In its latest notice, the CFPB pointed out that the agency in 2013 already exempted creditors with assets of under $2 billion from the escrow requirements.
At the same time, this new exemption, which comes under the Truth-in-Lending Act, is narrower than the existing one in several ways, the CFPB’s notice said. It is limited to insured banks and credit unions, while the existing exemption applies to any creditor (including a non-insured lender) that meets its criteria.
In regards to the $10 billion asset size, the CFPB said Congress “meant to carve out a carefully circumscribed exemption available to insured depository institutions and insured credit unions that do not pursue mortgage lending as a major business line.” Meanwhile, it put in the 1,000 loan limit; current regulations have a 2,000 loan limit.
“This suggests that the institutions Congress intended to exempt do not need to be as small as those benefiting from the original exemption, but their mortgage lending business should be small enough that they do not benefit from economies of scale in providing escrow accounts,” the notice said.
The CFPB estimated that fewer than 3,000 high-cost mortgages were originated in 2018 by institutions affected by the rule. If they desire, exempt entities could choose to provide borrowers with escrow accounts.
If there is no associated escrow account with the mortgage, the borrower becomes responsible for paying their own taxes rather than the servicer.
However, if the taxes aren’t paid by the borrower, the taxing entity can place its own lien and initiate its own foreclosure proceedings.
But for the banks and credit unions that would fit under the new exemption, “the main benefit of the rule on affected entities would be cost savings.
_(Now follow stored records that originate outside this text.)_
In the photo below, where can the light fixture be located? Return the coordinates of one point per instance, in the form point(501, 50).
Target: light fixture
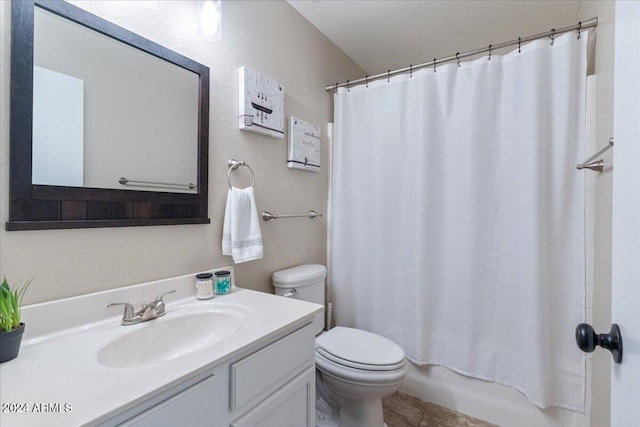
point(210, 19)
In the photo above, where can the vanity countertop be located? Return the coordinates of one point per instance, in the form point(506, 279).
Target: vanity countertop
point(57, 378)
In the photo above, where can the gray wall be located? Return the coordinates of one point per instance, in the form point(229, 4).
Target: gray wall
point(267, 36)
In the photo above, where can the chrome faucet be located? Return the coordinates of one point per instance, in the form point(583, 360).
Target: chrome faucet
point(156, 308)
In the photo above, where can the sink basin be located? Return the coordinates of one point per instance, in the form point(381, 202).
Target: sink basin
point(170, 337)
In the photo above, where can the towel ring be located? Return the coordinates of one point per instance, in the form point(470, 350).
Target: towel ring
point(235, 164)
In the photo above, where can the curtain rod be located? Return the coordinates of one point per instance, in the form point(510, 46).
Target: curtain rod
point(591, 23)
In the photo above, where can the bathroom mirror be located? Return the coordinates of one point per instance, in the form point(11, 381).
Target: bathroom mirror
point(107, 128)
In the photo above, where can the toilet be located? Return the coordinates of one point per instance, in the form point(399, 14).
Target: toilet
point(355, 369)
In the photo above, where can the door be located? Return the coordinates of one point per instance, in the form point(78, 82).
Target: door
point(625, 377)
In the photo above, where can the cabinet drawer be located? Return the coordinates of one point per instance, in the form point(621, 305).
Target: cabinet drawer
point(268, 369)
point(291, 406)
point(194, 404)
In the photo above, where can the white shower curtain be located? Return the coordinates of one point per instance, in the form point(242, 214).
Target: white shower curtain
point(458, 216)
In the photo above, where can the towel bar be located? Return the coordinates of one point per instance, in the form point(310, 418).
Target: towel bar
point(593, 164)
point(266, 215)
point(125, 181)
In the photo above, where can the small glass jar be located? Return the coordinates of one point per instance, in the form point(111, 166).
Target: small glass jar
point(223, 282)
point(204, 286)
There are startup and operational costs of providing escrow accounts,” the notice said.
Still, “the bureau believes that for most lenders the marginal benefits of maintaining escrow accounts outweigh the marginal costs, on average, because in the current market lenders and servicers often do not relieve consumers of the obligation to have escrow accounts unless those consumers meet requirements related to credit scores, home equity and other measures of default risk,” the proposal said.